After Marchante's older brother died, her mother was very protective of her — "Every time I messed up in the slightest, she was like, 'You're grounded forever,'" Marchante said.
But being grounded constantly wasn't all bad — in fact, now she's grateful for her mother's strict parenting style. It gave her lots of time to practice deejaying. And even while keeping a watchful eye over her, her mother was always supportive of her craft. In high school, she would drive Marchante to house parties and drop her off around the corner — and, of course, be waiting to breathalyze her when the party got shut down for being too loud.
"I do it for not only myself but for her," said Marchante of her relentless hustle to succeed. "I told her I'm gonna build a house on Albany Hill for her."
She's got it all planned out, too. Step one: move to Los Angeles, play the big clubs there, get scouted. Step two: a contract in Las Vegas. Step three: get noticed, make beats for some big names. Step four: tour the world. And this isn't just a pipe dream — her move to LA is already well underway, and she hopes to relocate by next month.
Marchante prefers the laidback vibe of the Bay Area. "I don't even really necessarily want to go," she admitted. "You know, it's not like I have a fear of missing out, but I feel like it's more busy down there."
She's deejayed pretty much every club in the Bay, and has played shows with prominent rappers such as Saweetie and Princess Nokia.
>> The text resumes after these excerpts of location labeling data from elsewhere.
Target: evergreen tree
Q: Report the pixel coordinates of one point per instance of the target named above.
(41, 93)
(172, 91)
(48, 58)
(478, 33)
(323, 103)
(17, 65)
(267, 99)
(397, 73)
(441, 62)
She's even delved into the LGBTQ club scene here a bit, having played at Oakland's newest queer dance party, UNIQ, at the Port Bar earlier this month. But she doesn't want to pigeon-hole herself as a "gay DJ." Marchante sees her potential as having a much broader scope than that, and thinks the Bay has done all it can for her at this point.
"I feel like I've done what I can right now and I can come back to it later. It's not going anywhere," she explained.
She figures LA is the best move for advancing her career right now. And she's prepared to do just about anything to make that happen. One of the things that sets her apart as a DJ, she says, is how badly she truly wants to succeed.
"There's nothing else in my life that I care about more. I'm obsessed. I don't want to go hang out with anybody," she explained. "I'm not satisfied unless I'm onstage making moves."
LA doesn't know what's about to hit it. Marchante has dozens of new projects she's almost ready to release, and she's working on getting support from a label down there.
"I'm definitely about to go stomp around in LA and create my presence down there," she said. "It's about to be 10 times more aggressive than what I'm doing now."